The UCI researchers asked people aged 50 to 79 who had expressed willingness to take part in drug research whether they would be interested in enrolling in a hypothetical four-year study of a plaque-reducing monoclonal antibody and a plaque-preventing drug. The study was conducted eight days after the FDA gave aducanumab the green light.

“We found those who had heard about the FDA decision before our follow up became less willing to take part in a drug trial,” Marina Ritchie, a neurobiology and behavior graduate student and corresponding author, said in a statement. “The people who learned about it from our materials demonstrated absolutely no change in their willingness.”

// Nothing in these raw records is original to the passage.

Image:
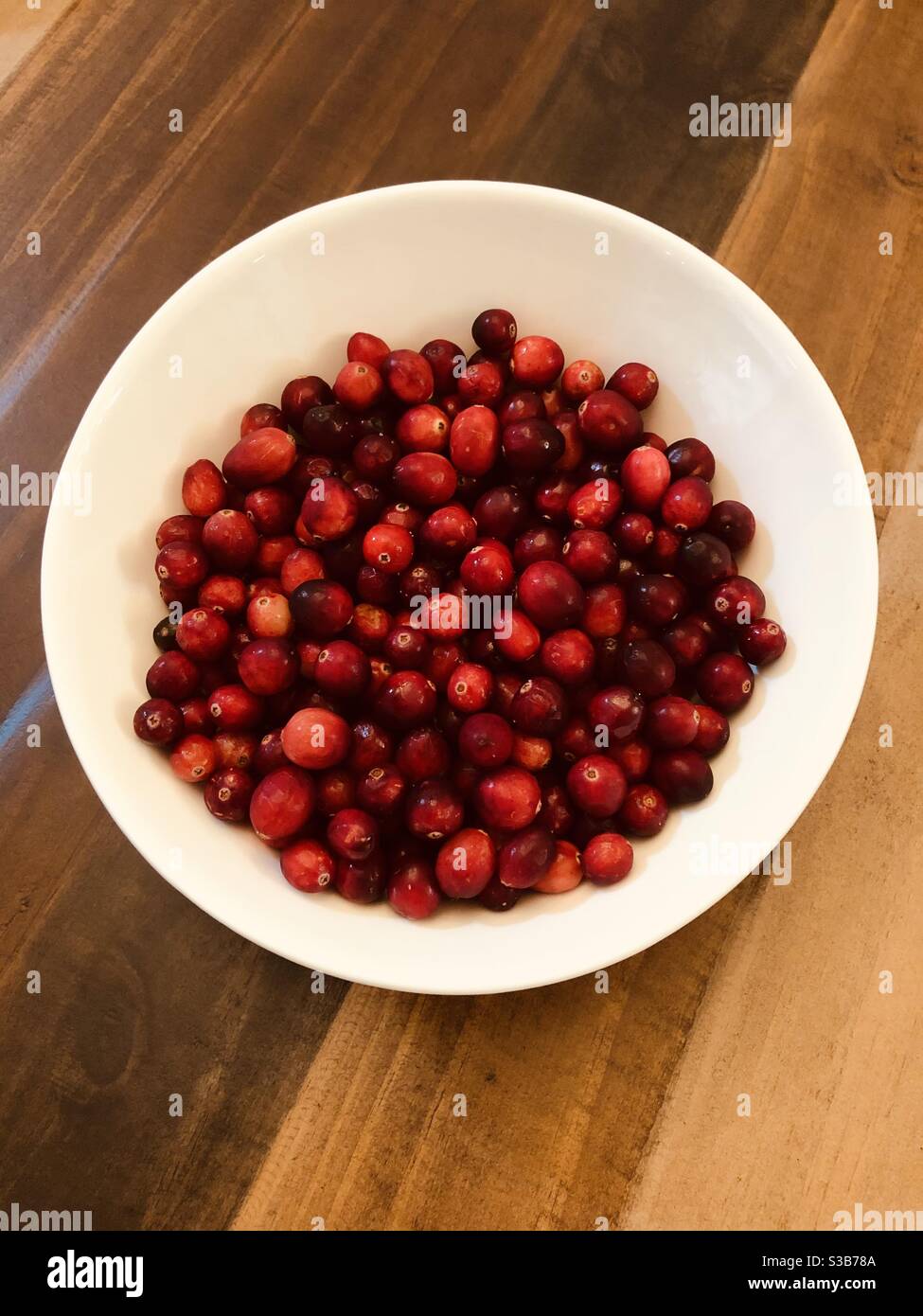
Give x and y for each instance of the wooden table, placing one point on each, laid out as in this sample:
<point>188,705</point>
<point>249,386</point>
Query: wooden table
<point>579,1106</point>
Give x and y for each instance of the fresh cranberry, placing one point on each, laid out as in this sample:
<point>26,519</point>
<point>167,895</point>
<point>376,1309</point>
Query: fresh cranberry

UCI MIND Director Joshua Grill, PhD, said in a statement that the findings were surprising, as they went against previous data showing that people generally are more willing to participate in studies involving approved drugs compared with investigational ones. 

“We believe it could be evidence of the powerful influence of media coverage of science,” Grill said. 

The study authors said that their findings may offer important insights for Alzheimer’s disease researchers.

“Alzheimer’s is the most important medical condition society faces, and we need an army of citizen volunteers to participate in drug trials,” Grill said. “Anything that diminishes credibility in scientific research impedes our progress. Media coverage has the potential to influence people’s choices. That can hold us back or push us forward.”

The UCI MIND team plans further research, with an emphasis on how to better ensure the participation of diverse populations in Alzheimer’s clinical trials.

In another study, the results of which were published in October in the Journal of Prevention of Alzheimer’s Disease, 56% of the 1,028 respondents aged 50 to 64 said they were not likely to take part in a trial of a dementia-prevention drug. The greatest percentage of survey respondents, 39%, said they did not want to be “guinea pigs,” 23% said they thought that dementia would not affect them, 22% said they were afraid of being harmed by the research, 15% were concerned that participation would take too much time and 5% reported a fear of learning information about themselves. The researchers did not see any differences across age, sex, and racial and ethnic groups.